The famous Ukrainian mathematician Volodymyr Drinfeld (Fields Prize laureate) noted that puzzles similar to the Rubik’s cube train not only the mind, but also intuition.
Historical events on this day
1908 — IV Olympic Games opened in London, which for the first time included the participation of women in its program. Despite the fact that this only applied to some sports, the fact that women participated on an equal footing with male athletes became an important milestone in the fight for gender equality in sports.
1920 — The Red Cross Society was founded in Ukraine. It appeared in the conditions of a major humanitarian crisis and was aimed at organizing aid to the wounded, refugees and the civilian population. Later, this organization became an important component in the system of medical and social support in the conditions of disasters and wars.
1923 — The Parliament of Great Britain passed a law prohibiting the sale of alcohol to persons under the age of 18. The initiator was Lady Astor, the first female deputy in the British Parliament. This regulatory act became a landmark example of the protection of teenagers in a society that, until recently, even denied the right of women to participate in politics.
1930 — The world’s first World Cup in football has started in Uruguay. Its organization was a great achievement for FIFA at that time and a significant stage in the transformation of football into a global phenomenon. Only 13 national teams took part, but the interest in the event was huge.

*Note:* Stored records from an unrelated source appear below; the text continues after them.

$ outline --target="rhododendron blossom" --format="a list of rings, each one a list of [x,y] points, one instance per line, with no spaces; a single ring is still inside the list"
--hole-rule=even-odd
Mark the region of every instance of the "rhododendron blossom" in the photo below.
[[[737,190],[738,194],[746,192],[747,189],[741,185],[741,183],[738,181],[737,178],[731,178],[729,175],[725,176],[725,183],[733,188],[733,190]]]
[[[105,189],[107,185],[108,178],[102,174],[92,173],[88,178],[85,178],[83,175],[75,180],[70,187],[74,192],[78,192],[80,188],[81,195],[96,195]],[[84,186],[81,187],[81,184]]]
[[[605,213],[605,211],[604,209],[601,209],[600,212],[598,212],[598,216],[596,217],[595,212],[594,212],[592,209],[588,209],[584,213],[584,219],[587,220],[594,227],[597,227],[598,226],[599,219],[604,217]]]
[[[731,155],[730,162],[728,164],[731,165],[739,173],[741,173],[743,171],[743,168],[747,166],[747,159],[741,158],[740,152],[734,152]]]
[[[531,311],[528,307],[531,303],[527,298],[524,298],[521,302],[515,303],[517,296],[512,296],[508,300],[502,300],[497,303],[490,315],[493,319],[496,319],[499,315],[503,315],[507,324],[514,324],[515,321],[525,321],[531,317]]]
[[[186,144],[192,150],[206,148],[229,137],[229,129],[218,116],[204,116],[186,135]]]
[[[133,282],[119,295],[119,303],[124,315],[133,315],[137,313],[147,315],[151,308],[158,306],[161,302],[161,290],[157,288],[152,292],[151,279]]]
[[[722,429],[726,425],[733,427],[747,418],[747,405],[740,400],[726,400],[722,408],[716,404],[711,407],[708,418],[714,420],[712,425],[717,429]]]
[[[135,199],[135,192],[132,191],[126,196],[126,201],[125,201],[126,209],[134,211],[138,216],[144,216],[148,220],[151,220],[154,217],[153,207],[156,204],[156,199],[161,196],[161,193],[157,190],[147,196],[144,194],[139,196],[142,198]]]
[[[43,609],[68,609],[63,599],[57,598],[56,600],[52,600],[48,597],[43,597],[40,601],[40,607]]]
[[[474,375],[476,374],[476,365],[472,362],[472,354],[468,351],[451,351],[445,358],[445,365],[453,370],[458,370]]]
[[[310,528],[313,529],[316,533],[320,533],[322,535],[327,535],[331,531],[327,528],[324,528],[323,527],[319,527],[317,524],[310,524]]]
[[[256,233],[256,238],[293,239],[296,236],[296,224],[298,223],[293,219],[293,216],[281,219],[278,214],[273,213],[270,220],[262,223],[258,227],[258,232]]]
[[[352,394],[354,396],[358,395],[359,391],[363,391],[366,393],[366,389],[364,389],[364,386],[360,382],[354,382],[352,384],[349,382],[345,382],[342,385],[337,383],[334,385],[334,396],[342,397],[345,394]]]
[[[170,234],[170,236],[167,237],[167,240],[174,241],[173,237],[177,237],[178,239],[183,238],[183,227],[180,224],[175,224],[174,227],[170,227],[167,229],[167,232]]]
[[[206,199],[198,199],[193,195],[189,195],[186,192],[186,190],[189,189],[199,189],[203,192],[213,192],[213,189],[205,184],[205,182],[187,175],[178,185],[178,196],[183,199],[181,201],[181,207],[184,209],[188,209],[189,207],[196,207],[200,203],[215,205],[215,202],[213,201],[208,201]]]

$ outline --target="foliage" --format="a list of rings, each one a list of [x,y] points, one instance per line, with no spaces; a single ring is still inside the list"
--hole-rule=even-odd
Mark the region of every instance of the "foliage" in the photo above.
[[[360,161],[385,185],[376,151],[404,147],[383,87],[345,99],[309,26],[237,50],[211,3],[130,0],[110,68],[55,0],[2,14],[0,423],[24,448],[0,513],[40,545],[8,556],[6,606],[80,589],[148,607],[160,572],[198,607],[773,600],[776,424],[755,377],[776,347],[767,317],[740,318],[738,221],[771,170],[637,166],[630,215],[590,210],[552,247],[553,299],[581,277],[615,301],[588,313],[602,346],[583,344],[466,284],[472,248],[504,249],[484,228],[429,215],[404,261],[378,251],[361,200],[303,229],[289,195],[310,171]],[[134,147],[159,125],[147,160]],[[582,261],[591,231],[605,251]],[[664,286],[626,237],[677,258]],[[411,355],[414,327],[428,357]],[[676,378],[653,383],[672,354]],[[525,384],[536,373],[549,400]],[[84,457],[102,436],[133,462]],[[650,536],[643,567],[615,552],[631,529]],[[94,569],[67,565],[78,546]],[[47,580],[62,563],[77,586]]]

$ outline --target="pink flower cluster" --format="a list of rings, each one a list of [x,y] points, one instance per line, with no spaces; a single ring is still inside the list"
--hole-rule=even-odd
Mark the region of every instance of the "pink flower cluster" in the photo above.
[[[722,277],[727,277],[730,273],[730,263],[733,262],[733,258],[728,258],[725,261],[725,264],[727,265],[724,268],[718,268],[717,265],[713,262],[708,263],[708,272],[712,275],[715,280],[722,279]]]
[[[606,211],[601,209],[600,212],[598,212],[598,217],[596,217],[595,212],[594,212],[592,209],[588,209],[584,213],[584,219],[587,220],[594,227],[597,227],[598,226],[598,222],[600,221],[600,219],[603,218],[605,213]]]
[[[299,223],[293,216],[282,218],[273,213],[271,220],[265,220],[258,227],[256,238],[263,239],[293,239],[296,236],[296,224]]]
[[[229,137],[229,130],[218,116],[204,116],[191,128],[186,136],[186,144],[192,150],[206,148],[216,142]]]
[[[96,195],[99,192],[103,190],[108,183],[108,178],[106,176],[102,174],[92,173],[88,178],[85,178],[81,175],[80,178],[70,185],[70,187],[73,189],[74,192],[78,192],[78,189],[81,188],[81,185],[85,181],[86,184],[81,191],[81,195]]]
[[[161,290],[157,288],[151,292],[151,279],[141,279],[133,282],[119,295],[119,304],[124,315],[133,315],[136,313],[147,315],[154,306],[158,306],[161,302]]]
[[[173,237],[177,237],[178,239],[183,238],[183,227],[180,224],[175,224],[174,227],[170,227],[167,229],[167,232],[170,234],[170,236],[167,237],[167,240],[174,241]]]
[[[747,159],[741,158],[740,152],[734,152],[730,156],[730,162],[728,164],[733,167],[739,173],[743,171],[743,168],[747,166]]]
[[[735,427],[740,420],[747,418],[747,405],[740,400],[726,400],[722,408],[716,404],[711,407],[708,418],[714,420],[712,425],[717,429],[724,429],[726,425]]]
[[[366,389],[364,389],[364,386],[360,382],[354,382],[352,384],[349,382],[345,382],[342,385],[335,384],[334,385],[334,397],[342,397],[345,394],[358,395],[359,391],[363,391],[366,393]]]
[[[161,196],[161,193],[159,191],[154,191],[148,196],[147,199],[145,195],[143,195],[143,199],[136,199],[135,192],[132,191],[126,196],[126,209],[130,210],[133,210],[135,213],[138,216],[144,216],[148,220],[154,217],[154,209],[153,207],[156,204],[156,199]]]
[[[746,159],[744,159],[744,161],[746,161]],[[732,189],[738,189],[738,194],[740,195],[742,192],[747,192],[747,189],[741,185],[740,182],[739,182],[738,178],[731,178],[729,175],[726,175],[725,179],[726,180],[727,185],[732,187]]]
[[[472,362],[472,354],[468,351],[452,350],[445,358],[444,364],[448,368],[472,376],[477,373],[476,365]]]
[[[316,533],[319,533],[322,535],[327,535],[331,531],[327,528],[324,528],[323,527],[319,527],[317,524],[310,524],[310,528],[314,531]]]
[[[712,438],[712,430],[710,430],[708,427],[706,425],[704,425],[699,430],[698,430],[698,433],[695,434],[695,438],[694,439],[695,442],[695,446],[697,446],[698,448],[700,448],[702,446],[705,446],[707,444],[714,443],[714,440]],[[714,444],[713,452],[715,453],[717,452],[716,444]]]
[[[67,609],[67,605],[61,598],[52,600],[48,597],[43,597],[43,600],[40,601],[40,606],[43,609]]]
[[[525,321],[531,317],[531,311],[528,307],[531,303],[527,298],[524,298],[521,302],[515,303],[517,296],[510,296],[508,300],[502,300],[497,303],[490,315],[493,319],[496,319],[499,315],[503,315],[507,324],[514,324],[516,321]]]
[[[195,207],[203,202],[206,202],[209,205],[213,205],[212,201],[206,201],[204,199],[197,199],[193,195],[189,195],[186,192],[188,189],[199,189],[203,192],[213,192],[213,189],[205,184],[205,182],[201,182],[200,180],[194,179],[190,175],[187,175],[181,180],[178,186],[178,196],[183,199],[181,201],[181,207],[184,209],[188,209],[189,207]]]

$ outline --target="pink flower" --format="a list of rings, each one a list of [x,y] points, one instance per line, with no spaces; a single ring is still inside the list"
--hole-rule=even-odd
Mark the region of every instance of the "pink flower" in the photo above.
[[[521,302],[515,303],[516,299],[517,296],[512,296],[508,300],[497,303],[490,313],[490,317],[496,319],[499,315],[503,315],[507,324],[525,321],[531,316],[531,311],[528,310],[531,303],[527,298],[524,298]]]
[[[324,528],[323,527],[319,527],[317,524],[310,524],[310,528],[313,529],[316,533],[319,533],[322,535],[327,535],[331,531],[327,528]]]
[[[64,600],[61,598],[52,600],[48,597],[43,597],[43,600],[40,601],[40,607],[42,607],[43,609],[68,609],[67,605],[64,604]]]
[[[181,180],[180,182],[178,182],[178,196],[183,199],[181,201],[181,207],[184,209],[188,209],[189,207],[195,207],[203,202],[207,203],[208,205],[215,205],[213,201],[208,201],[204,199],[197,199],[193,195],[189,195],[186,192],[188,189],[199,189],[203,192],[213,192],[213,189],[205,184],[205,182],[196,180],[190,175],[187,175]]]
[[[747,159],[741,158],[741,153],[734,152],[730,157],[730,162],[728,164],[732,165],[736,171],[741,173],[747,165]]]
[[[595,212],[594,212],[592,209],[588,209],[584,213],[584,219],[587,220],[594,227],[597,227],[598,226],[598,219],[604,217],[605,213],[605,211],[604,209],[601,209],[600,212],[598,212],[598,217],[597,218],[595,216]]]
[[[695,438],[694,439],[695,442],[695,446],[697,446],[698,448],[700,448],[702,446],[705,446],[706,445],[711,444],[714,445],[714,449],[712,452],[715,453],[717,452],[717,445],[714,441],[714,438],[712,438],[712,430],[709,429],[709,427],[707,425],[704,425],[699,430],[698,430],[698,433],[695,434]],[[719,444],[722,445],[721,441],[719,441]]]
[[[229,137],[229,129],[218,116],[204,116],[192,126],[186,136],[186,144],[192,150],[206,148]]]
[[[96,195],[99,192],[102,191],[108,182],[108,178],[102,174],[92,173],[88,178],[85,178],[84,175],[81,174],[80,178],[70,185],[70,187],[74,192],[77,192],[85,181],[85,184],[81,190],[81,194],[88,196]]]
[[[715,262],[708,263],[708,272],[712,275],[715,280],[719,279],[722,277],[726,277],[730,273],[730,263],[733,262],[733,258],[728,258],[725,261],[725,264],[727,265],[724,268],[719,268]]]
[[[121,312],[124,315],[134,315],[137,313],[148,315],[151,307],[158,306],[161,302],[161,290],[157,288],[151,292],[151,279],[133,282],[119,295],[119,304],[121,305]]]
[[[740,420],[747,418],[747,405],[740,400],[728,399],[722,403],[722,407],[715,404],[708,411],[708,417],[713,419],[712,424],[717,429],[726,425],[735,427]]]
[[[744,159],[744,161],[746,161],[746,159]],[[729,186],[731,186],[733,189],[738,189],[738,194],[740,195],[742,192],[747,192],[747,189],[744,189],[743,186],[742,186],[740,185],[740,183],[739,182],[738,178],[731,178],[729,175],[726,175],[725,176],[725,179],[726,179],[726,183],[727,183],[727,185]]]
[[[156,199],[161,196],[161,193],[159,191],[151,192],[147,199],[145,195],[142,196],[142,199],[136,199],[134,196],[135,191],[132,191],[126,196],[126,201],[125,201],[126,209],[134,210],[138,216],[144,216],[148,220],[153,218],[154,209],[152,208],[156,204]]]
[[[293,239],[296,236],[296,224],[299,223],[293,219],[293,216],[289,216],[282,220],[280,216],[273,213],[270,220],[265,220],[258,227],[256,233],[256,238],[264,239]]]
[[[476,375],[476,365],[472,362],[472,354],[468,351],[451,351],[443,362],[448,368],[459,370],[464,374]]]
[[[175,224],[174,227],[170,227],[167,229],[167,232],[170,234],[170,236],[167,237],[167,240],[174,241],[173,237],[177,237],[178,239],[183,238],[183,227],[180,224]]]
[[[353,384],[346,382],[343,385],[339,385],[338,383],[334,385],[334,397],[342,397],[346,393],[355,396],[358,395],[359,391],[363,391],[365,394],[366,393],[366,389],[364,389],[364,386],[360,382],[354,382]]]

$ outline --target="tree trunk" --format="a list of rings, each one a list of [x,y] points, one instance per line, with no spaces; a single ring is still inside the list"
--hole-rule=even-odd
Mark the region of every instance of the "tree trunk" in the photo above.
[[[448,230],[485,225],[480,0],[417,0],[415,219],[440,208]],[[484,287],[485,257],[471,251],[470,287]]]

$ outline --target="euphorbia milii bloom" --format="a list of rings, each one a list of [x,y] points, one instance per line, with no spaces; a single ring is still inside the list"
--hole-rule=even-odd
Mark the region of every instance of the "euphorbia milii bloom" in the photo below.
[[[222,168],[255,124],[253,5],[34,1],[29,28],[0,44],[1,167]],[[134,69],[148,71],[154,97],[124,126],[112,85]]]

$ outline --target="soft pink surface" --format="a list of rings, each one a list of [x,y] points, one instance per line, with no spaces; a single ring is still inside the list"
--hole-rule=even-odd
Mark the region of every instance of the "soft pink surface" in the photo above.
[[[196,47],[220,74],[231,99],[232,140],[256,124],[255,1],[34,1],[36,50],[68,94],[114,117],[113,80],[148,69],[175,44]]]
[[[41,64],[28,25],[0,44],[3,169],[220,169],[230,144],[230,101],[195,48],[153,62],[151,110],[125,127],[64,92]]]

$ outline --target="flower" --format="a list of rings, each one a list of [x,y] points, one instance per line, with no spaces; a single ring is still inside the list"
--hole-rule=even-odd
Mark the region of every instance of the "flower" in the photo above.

1938 — The first television theater opened in Boston, a prototype of modern television. Spectators, who paid 25 cents, sat in the auditorium one floor below and watched a broadcast of the play taking place above them. It was an experiment in the field of live image transmission, combining theater and television long before the appearance of home screens.
1944 — Operation “Overlord”, the largest amphibious operation of the Allies in the Second World War, has ended. Its culmination was the landing in Normandy, which opened the Western Front and enabled the liberation of France from Nazi occupation.
1947 — An international meeting was held in Paris, at which European countries agreed to participate in the “Marshall Plan” proposed by the USA, a large-scale program for the economic recovery of post-war Europe. Countries under the control of the USSR and Finland did not participate, but the offer remained open.
1949 — Pope Pius XII announced the automatic excommunication of all Catholics who join or support communist parties. This decision cemented a deep chasm between the Catholic Church and communist ideology during the Cold War.
1951 — In London, Queen Elizabeth II laid the foundation stone of the future National Theatre. This step was the beginning of the creation of one of the main centers of British drama, which later became an important cultural center of Europe.
1956 — In the Israeli city of Haifa, the foundation of the first subway in the Middle East – the so-called “Carmelita” – was laid. The unusual format is not an underground city with several lines, but a short tunnel with several stations on the slope of Mount Carmel, but it is considered the shortest subway in the world.
1977 — The Ogaden war between Ethiopia and Somalia began. The war lasted several months and became an example of a conflict in which superpowers intervened — the USSR and Cuba supported Ethiopia, and China and partly the United States supported Somalia.
1985 — In Paris, Serhiy Bubka for the first time in the history of pole vaulting overcame a height of 6 meters. This achievement changed the perception of the limits of human capabilities in athletics and opened a new era in this sport. Bubka later surpassed this record many more times, setting dozens of world achievements.